Q: Could you discuss your approach on balancing the desire to maximize the return on invested capital for the program and the testing of the additional horizons given that those can have both complementary and opposing forces?

SN: Yeah, we’re doing both. We are continuing to test the numbers that we’ve disclosed do involve a fair amount of continued testing. And Chris alluded to higher well costs, but some of those higher well costs are largely driven by significantly longer laterals and tighter stage spacing.

So in these recent wells – we do have recent wells that are being drilled and completed that have upwards of 40 to 45 stages, a different completion design and targeting different areas. So we are continuing to test. That’s all incorporated in the model. We do account for – in our production growth forecast, we do account for risk type curves from that testing. What we don’t account for is necessarily success on those tests resulting in more a – more drilling locations or high-grading of drilling locations, which we would do at the time. So, theoretically, if we were to get some positive tests that we looked on a returns basis and those were better than something we’re currently drilling or had on the docket to drill, we can easily replace that with the higher return opportunity. So, there’s going to be some variance in our growth rates and that’s going to be driven based on what we’re getting from the R&D practices that were employing. But they are in our numbers.

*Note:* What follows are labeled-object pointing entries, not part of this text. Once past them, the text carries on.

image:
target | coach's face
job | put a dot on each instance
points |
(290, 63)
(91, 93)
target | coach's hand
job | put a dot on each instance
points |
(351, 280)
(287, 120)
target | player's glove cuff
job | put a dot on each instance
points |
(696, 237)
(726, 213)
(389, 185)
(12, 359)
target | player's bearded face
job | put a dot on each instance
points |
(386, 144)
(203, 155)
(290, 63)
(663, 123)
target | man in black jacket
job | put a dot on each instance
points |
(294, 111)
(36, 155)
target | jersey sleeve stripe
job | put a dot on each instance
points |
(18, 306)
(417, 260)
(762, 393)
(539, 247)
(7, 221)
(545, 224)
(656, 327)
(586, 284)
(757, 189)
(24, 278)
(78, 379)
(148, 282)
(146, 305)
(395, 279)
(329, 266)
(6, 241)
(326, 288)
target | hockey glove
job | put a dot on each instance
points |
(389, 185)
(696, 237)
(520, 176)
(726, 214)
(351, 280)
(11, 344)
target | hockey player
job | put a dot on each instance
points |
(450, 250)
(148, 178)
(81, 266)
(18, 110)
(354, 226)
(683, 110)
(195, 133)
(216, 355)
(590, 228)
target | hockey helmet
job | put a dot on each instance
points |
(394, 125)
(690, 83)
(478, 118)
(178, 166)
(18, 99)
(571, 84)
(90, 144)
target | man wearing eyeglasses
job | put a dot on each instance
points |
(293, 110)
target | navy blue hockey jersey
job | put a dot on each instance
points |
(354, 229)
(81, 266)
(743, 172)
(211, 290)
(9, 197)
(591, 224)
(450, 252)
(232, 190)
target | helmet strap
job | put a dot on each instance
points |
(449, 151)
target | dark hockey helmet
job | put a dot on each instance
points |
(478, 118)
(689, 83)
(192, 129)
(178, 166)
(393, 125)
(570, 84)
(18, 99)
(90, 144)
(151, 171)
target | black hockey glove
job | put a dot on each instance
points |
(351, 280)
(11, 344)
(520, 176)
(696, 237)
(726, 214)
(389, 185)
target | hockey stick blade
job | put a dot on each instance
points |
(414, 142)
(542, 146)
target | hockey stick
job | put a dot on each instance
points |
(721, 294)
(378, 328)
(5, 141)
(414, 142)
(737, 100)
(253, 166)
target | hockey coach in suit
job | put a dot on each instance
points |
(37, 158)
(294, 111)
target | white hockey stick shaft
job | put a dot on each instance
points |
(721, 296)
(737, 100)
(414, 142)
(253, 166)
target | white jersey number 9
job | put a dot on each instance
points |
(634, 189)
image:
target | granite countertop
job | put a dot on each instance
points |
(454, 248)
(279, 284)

Q: Looking at the guidance you provided back in January for 2018, 2019, and 2020, it sort of points to sort of like CAGR of production somewhere in that 7% to 9% timeframe going out. Obviously, the price deck has been moving in your favor.

Just curious, as you think about free cash flow being generated, how do you feel about I guess are weighing increasing that rate of production growth versus perhaps distributing some of that cash to the shareholders that’s kind of been the theme of late distributing cash to shareholders. Just want to hear how you think about that?

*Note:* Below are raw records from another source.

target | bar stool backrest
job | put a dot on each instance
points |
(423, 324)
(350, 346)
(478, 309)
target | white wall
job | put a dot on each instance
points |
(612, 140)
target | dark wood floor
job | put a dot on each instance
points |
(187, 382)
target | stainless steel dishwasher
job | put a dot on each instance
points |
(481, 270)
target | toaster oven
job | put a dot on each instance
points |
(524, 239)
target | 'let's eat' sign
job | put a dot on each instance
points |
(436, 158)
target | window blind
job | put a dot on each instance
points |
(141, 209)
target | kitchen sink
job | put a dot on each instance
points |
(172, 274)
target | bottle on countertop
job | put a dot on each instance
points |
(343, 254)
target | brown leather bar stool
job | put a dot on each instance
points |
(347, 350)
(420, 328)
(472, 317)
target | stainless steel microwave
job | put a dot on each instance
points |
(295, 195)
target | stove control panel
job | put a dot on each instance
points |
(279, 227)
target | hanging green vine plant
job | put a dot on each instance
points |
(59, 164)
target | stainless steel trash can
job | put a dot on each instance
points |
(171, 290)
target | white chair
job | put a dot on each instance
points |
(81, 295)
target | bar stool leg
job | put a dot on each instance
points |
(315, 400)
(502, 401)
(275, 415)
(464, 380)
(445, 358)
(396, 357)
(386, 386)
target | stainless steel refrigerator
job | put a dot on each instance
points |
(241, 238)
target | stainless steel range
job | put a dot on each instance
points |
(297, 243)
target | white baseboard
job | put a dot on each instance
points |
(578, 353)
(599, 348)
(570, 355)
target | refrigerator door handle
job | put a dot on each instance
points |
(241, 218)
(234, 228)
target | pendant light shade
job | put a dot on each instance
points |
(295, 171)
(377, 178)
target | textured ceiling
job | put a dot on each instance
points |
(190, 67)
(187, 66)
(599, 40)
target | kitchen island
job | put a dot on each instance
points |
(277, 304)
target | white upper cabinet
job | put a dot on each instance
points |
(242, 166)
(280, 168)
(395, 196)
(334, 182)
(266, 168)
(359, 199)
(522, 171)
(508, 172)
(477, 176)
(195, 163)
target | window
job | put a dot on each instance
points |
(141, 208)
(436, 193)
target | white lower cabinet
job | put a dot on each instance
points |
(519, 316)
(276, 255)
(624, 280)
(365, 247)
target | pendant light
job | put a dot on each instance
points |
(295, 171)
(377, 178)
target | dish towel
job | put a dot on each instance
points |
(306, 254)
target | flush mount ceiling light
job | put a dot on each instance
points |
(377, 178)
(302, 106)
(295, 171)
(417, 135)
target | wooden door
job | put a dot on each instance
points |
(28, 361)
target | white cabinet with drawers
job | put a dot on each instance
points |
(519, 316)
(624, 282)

SN: So I would say the compounded annual growth rate you stated is probably a couple of hundred basis points lower than I look at it, but I think you’re in the range, right. You said 700 to 900, I’d put it at kind of 8% to 11%. But it’s so – it’s in that range.

Keep in mind that that has a – that’s built off of a big ramp to between 17% and 18% when we’re bringing all these DUCs online. So the 2017 to 2018 production ramp is very substantial. And then 2018 to 2019 we’re going off of that flush production that we generated in 2018. So it’s a more moderate ramp, so don’t look at that and be deceived by, oh this is a single digit compounded annual growth rate. Now it’s coming off of a big initial first step.

In terms of returning cash to shareholders, I think that absolutely is a top priority goal. The one thing we would do well before that is to delever the company. We used leverage to buy in this asset and the shell asset prior to that and to fund our drilling growth over the last several years. And I think that leverage was put to good use. Now we’ve got a world-class asset with a huge contiguous position and we’ve got plenty of drilling to do for the next 15 to 20 years.

So I really would think about the company right now in terms of priorities one, two and three being deleveraging and then if we’re generating excess cash absolutely, returning it to the shareholders in the form of buybacks or dividends.

Keep in mind, management employees here are the largest shareholders of the company. So I think it would be a really good thing if we got ourselves to a point where we were paying a dividend or we were in a sustained buyback program which is another form.

But we do view returning cash to shareholders as also being achieved by de-levering, right? Because we’re just adding to the intrinsic value of the equity by doing so. And I think we would witness an expansion in our in our enterprise value to cash flow trading multiples, and everybody would benefit. So all three of those deleveraging, dividends and buybacks are just different forms of really the same thing, and those are our goals now.